Excerpt: Alpha House, designed by Alexis Dornier, is a two-story building consisting of two distinct architectural expressions. The ground floor is a simple box volume that houses the living room, kitchen, foyer, and garage, while the top floor features a unique theme with twisted surfaces on walls and ceilings, creating a rhythmic sequence. The design of the residence conveys a unique concept, with fluidity serving as a symbol of joy and creation.
Project Description


[Text as submitted by architect] This two-story building is a stack of two distinctive expressions of architectural ideas. The ground floor is articulated as a simple box volume that holds the living room, kitchen, foyer and garage. It acts as the pedestal for the above. The top floor has its own distinctive theme. A series of twisted surfaces express themselves as walls and ceilings, repeat and create a rhythmic sequence.

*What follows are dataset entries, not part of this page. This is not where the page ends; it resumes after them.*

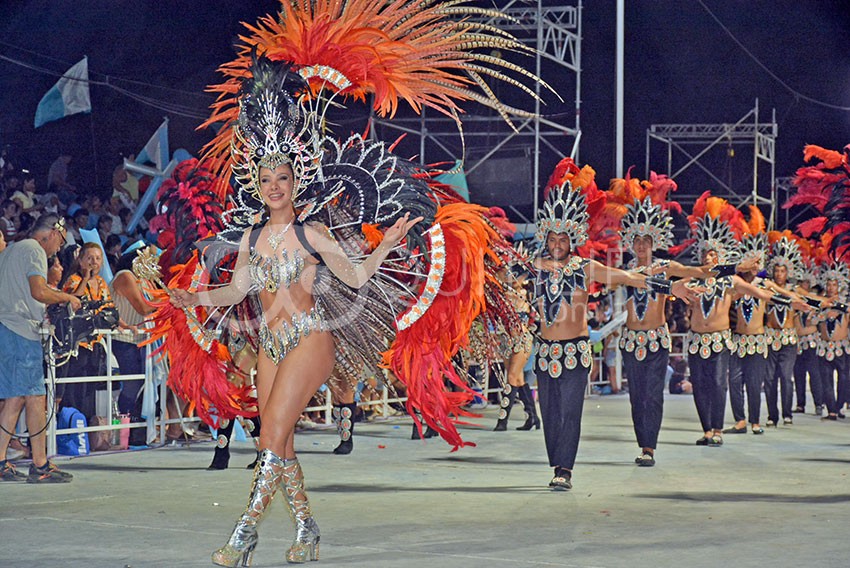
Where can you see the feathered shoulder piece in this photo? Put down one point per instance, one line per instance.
(785, 251)
(754, 244)
(426, 52)
(574, 200)
(644, 209)
(716, 225)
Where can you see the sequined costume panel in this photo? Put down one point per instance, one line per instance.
(779, 338)
(558, 286)
(705, 344)
(553, 356)
(642, 342)
(750, 344)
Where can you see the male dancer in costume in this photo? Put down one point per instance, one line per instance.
(645, 343)
(564, 353)
(833, 343)
(710, 338)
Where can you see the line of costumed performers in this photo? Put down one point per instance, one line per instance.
(302, 257)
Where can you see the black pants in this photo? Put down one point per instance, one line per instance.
(780, 366)
(646, 393)
(708, 377)
(87, 363)
(746, 373)
(805, 366)
(826, 373)
(561, 404)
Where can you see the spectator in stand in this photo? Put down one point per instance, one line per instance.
(86, 284)
(132, 309)
(26, 197)
(112, 209)
(23, 280)
(113, 251)
(80, 220)
(57, 179)
(104, 227)
(9, 220)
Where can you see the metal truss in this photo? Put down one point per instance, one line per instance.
(554, 33)
(695, 142)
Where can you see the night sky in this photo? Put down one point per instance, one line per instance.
(681, 67)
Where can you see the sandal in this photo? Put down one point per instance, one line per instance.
(645, 460)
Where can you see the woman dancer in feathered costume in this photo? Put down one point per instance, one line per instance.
(309, 205)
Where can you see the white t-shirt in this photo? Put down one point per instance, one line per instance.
(19, 311)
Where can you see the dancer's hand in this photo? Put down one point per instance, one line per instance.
(398, 231)
(183, 298)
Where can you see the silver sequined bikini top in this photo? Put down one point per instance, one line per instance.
(272, 274)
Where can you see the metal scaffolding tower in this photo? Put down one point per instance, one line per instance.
(696, 141)
(555, 35)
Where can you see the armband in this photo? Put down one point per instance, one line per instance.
(722, 270)
(659, 285)
(780, 300)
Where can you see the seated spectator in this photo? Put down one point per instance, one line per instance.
(9, 219)
(86, 284)
(80, 220)
(113, 251)
(26, 197)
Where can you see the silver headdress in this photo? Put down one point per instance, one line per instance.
(274, 128)
(643, 219)
(835, 270)
(565, 211)
(786, 252)
(712, 233)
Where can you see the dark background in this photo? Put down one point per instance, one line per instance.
(681, 67)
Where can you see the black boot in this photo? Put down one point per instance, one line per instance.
(221, 457)
(505, 405)
(343, 415)
(252, 428)
(531, 418)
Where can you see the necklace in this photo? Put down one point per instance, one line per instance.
(275, 239)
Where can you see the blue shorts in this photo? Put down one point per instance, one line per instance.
(21, 367)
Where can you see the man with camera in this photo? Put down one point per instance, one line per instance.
(23, 280)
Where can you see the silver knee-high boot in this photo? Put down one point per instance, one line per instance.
(243, 540)
(306, 544)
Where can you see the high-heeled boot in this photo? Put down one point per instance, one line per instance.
(343, 415)
(221, 457)
(531, 418)
(306, 544)
(505, 406)
(243, 540)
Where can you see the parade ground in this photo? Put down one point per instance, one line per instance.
(777, 500)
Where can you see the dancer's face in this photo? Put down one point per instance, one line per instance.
(558, 245)
(276, 186)
(642, 247)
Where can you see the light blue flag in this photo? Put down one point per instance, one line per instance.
(156, 150)
(70, 95)
(92, 236)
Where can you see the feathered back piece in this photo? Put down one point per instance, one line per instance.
(716, 225)
(825, 185)
(754, 244)
(785, 251)
(644, 209)
(426, 52)
(575, 203)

Grid shells have always appealed to the architects, as they suggest interesting and new ways to define roofs. In the case of the ‘alpha house’, walls become the roofs and create a silhouette, consisting of an iconic and rhythmic pattern that sticks – completing the picture of a sculptural object blending into its environment- with the rolling mountain scape of Bali as its background.




A pool runs parallel to the building direction and reflects its wavy character in the water plane. The layout is simple, practical, and repetitive. The building’s east-west orientation provides self shading and shields off neighbors.

Materials used are walls with ‘kerobokan’ stone, a local hard sandstone found in the vicinity of the site, and represents a traditional material that people use for their constructions in Bali. The architects aimed to express and evoke a distinctive meaning or topic. In this case fluidity stands for the way forward, expressing the joy for and of creation.